With unemployment rates rising rapidly, Campey says that this is the perfect time for government to address the issue of poverty head-on. “The current economic downturn presents an opportunity for the province to take really bold leadership in terms of using the need to stimulate the economy to bring in a really comprehensive and robust poverty reduction strategy,” he said.
The downturn is also an opportunity for the other levels of government, says Campey, and he is pleased that city hall is so far “sticking to their guns” and continuing to spend money on infrastructure projects even as the financial situation tightens. But he also thinks that the city should go further and take advantage of low interest rates to borrow money for a variety of projects.
“I’d like to see the city be as creative as they can about rebuilding that infrastructure and financing it in a way that takes advantage of our current economic situation,” he said, noting that the city could inject life into the struggling construction industry by taking the opportunity to repair city housing, recreation centres, and other infrastructure.
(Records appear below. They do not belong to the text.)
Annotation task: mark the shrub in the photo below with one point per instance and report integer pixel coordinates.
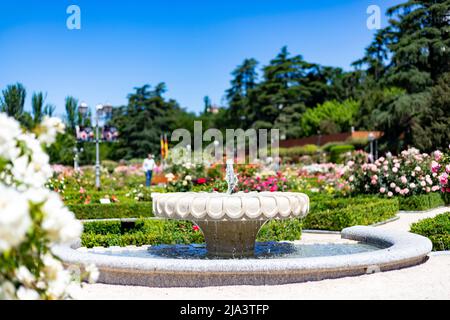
(437, 229)
(114, 210)
(337, 214)
(156, 231)
(297, 152)
(421, 202)
(336, 152)
(405, 175)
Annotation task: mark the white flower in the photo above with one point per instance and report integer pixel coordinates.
(15, 219)
(170, 177)
(93, 273)
(27, 294)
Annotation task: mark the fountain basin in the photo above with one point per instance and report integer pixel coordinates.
(398, 250)
(230, 222)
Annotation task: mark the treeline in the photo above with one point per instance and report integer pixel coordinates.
(401, 86)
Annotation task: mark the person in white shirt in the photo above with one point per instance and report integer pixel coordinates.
(148, 166)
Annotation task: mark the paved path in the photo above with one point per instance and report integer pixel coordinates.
(430, 280)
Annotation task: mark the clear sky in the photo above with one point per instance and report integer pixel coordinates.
(191, 45)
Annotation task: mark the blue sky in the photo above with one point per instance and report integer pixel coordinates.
(191, 45)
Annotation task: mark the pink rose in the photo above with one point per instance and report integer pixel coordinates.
(443, 179)
(437, 155)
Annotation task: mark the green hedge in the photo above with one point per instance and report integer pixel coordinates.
(337, 214)
(113, 210)
(336, 152)
(437, 229)
(421, 202)
(155, 231)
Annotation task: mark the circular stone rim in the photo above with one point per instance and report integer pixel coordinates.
(166, 205)
(402, 249)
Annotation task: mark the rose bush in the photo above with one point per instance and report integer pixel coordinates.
(32, 217)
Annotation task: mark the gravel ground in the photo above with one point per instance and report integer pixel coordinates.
(430, 280)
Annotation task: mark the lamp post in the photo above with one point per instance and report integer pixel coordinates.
(101, 111)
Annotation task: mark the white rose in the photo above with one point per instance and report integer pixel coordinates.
(15, 219)
(24, 276)
(59, 222)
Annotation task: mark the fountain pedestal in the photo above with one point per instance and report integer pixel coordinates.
(230, 222)
(231, 239)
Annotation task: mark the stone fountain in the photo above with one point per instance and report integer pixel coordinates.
(230, 221)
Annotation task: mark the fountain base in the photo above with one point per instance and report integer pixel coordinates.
(230, 239)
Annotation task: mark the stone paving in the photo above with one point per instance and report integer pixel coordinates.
(430, 280)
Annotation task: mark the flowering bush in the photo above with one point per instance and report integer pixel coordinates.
(408, 174)
(140, 193)
(32, 218)
(441, 167)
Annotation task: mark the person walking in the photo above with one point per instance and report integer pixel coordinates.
(148, 166)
As for the federal side, Campey expressed disappointment with the government of Prime Minister Stephen Harper, which he believes is not doing enough to inject money into the slowing economy. “I think it’s unfortunate that we have a federal government that still doesn’t seem to get the need for counter-cyclical spending and targeting it in ways that will actively remain in the local economy,” he said. “I’m still not hearing anything out of Ottawa in terms of putting money in the pockets of people who will spend that money locally.”
“That money, if the government puts it into the hands of poor people, they spend it right there, [which has a] multiplier effect in the local economy. Every other government seems to be getting that. The federal government doesn’t yet seem to have grasped the necessity of doing that.”
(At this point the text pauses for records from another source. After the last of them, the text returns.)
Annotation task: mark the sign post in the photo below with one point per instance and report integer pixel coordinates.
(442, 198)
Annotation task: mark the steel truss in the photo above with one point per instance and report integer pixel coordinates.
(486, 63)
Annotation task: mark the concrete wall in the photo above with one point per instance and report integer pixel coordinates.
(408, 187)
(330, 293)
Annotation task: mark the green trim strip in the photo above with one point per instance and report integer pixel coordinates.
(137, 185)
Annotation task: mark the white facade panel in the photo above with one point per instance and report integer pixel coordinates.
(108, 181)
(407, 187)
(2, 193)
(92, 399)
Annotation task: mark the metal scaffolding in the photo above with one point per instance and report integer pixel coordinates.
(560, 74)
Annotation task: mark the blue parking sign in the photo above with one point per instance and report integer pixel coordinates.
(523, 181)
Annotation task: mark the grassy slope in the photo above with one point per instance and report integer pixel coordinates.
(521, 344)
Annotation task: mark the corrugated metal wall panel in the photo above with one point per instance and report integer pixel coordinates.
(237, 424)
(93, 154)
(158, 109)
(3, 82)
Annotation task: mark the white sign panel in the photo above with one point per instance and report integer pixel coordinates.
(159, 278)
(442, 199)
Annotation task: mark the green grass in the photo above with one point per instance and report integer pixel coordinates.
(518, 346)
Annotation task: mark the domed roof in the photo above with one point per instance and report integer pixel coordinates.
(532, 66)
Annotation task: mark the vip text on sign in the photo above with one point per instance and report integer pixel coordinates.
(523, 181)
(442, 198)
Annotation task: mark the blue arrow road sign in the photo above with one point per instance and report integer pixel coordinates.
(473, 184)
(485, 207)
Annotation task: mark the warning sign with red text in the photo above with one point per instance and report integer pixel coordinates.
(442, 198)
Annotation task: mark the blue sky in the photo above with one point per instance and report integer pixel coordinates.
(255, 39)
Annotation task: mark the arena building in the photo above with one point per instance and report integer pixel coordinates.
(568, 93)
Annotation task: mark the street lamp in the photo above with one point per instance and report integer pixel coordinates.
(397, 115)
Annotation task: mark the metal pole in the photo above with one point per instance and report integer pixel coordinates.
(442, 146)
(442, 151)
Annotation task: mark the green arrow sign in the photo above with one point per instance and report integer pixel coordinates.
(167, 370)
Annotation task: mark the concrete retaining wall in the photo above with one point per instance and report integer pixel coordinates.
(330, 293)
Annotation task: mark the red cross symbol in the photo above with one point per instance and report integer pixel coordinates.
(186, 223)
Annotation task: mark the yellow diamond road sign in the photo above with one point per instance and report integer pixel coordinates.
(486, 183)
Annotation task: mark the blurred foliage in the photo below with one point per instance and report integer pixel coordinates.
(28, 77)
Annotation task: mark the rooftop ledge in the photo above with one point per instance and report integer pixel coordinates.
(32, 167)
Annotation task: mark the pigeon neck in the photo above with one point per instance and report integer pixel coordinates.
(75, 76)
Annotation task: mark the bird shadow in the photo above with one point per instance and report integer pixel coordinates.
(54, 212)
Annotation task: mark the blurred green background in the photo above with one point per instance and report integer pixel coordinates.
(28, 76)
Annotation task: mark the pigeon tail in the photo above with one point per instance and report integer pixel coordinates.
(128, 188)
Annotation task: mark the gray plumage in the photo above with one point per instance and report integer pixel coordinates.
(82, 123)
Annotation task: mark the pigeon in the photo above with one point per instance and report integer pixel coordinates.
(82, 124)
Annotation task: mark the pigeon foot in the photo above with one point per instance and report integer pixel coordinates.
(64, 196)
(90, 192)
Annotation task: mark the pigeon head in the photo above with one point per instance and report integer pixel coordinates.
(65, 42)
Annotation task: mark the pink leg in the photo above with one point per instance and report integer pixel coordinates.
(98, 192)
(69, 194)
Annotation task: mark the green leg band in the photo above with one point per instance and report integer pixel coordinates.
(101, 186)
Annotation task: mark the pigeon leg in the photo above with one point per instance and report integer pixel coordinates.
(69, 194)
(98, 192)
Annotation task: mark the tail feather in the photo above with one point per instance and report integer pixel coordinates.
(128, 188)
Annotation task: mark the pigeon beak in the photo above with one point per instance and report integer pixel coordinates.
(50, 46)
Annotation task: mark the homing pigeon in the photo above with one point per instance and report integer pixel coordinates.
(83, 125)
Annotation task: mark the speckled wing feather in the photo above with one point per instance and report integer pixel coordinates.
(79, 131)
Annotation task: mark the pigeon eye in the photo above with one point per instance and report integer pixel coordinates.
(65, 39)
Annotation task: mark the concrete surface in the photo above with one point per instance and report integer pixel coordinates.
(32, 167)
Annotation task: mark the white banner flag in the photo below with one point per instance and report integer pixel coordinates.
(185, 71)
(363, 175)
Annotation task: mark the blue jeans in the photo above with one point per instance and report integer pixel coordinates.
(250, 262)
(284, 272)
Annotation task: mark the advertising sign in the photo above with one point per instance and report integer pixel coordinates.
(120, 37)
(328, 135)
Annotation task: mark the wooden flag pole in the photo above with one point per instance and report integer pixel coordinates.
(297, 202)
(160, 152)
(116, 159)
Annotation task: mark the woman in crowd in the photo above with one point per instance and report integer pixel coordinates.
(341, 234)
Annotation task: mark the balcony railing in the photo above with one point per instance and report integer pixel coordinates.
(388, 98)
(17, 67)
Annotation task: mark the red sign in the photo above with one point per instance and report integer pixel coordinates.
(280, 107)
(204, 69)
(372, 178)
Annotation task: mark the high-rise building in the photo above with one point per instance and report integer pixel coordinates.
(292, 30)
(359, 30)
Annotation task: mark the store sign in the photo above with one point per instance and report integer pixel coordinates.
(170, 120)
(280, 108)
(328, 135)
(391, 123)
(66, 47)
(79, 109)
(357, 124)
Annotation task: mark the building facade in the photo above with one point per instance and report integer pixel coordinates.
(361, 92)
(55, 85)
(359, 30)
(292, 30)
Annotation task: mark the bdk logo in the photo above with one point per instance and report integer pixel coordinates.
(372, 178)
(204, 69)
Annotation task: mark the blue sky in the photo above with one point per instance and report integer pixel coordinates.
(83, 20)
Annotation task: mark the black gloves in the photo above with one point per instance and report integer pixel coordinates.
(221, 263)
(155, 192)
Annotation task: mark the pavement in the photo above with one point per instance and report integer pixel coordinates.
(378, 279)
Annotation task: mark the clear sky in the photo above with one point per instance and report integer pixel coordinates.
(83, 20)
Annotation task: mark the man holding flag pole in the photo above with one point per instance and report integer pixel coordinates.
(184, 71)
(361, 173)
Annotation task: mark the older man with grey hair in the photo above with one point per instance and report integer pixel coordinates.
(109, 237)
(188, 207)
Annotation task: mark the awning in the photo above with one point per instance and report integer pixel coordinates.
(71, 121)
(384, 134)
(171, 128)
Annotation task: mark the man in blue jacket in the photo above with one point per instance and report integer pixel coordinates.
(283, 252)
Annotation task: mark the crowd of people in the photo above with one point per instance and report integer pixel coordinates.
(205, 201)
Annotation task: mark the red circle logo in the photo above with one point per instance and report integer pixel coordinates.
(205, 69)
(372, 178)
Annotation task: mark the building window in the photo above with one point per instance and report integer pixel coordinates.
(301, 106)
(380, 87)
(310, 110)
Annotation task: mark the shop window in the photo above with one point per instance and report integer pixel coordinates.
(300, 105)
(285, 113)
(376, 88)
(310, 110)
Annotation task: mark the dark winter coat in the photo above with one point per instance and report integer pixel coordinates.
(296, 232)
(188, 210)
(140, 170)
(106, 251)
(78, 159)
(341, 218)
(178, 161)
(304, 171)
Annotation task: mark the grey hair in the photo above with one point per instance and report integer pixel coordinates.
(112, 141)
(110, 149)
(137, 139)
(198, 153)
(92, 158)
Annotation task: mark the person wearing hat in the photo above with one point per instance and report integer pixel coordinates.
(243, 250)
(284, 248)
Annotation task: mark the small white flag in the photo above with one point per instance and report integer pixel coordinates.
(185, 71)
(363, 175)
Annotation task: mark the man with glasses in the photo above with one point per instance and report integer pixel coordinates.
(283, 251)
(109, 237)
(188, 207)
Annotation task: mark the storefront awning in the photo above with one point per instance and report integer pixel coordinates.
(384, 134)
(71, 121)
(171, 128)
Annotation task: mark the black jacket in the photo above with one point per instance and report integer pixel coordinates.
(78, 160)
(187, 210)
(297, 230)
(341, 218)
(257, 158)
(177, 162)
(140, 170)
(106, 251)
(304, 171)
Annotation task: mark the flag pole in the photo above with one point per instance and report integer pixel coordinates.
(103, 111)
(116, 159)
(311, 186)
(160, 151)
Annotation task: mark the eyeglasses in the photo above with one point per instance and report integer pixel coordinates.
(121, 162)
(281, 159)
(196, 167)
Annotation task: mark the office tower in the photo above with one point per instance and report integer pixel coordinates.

But although he believes the Conservative government should act to stimulate the economy, Campey does not agree with the knee-jerk approach taken by the United States.
“In the States, if they can come up with $750 billion overnight to bail out the banks, why the hell can’t we come up with $75 billion to end child poverty?”
Despite the tough times ahead, Campey remains optimistic. To him the financial crisis represents both change and opportunity. “It’s a little bit of a sense of unreality, but it’s also a sense of possibility.”
“It really is a case of all bets are off.”
Photo of John Campey by Jerad Gallinger/Torontoist.